El hombre sonrió por lo fácil de su encargo, cortó una pequeña ramita, la talló y la pulió para que la mujer no se hiriera. Mientras la pulía, la ancianita le contaba historias que hacían reír al carpintero.
Al terminar el hombre le entregó el palito a la ancianita y le dijo que se lo regalaba, por el buen rato que le había hecho pasar. La anciana, agradecida, cogió un puñado de hojas y se las entregó, diciéndole que las guardara, porque le traerían suerte.
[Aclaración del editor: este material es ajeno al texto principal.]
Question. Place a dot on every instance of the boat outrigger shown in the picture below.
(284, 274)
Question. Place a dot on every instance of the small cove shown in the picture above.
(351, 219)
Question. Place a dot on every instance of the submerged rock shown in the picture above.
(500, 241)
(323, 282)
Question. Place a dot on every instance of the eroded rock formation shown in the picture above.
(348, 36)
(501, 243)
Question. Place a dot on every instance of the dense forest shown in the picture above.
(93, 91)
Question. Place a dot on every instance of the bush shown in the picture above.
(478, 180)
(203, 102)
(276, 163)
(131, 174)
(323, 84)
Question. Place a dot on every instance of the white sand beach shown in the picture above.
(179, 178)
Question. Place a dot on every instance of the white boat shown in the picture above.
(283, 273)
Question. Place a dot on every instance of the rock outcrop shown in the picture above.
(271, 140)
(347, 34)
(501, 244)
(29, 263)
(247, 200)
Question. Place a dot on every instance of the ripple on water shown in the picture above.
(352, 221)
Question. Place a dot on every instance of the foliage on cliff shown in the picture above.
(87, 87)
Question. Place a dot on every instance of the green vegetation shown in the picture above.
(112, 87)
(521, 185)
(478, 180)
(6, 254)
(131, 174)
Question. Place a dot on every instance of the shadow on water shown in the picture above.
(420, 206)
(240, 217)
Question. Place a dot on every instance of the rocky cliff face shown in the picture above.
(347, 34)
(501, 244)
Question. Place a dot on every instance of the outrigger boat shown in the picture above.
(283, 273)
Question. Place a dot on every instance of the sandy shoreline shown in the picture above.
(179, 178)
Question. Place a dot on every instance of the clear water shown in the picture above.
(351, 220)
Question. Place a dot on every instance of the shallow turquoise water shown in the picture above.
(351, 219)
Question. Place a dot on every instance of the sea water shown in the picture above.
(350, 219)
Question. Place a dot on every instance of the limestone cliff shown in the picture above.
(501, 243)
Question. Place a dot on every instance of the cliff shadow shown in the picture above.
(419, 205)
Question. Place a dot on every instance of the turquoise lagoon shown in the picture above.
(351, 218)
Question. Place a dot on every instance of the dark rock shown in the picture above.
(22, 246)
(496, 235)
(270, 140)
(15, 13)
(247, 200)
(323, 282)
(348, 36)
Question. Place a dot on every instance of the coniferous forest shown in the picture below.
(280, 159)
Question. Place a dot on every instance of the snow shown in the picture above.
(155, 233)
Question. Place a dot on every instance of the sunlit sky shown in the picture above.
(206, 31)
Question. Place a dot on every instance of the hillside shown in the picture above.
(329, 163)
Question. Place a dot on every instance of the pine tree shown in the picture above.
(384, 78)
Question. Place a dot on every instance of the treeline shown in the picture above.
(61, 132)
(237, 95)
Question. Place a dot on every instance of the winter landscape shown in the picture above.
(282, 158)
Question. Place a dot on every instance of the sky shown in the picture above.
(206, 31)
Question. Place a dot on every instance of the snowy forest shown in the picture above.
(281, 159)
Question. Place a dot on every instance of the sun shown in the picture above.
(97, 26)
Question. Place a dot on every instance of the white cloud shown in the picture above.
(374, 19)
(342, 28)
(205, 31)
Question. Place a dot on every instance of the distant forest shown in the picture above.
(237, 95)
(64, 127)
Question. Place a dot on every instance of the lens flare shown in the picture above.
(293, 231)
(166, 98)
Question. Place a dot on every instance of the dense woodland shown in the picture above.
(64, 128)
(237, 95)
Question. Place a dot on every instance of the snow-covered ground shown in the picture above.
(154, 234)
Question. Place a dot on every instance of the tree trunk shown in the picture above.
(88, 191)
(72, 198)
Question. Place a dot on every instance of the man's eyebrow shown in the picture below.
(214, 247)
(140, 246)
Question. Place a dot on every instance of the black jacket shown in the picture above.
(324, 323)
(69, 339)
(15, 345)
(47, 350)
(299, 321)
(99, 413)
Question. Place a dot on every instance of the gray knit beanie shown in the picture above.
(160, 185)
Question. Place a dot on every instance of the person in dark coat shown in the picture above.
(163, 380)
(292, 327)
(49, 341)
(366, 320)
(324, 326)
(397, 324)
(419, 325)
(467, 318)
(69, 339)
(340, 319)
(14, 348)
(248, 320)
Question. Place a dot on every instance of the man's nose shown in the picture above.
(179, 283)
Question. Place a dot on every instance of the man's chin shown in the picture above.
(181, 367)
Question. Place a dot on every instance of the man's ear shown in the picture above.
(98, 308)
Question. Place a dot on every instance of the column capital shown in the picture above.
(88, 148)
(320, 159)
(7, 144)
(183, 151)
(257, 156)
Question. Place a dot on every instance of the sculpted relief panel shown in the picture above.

El hombre aunque sorprendido por la ofrenda, no quiso ofender a la viejecita y se las guardó en su pantalón.

Cuando llegó al taller y sacó las hojas de su bolsillo, sólo encontró pepitas de oro.
Y es que estas doncellas recompensan a los hombres humildes, trabajadores y generosos con hojitas que convierten en oro y castigan a los que arrancan el musgos que ellas se encargan de tejer.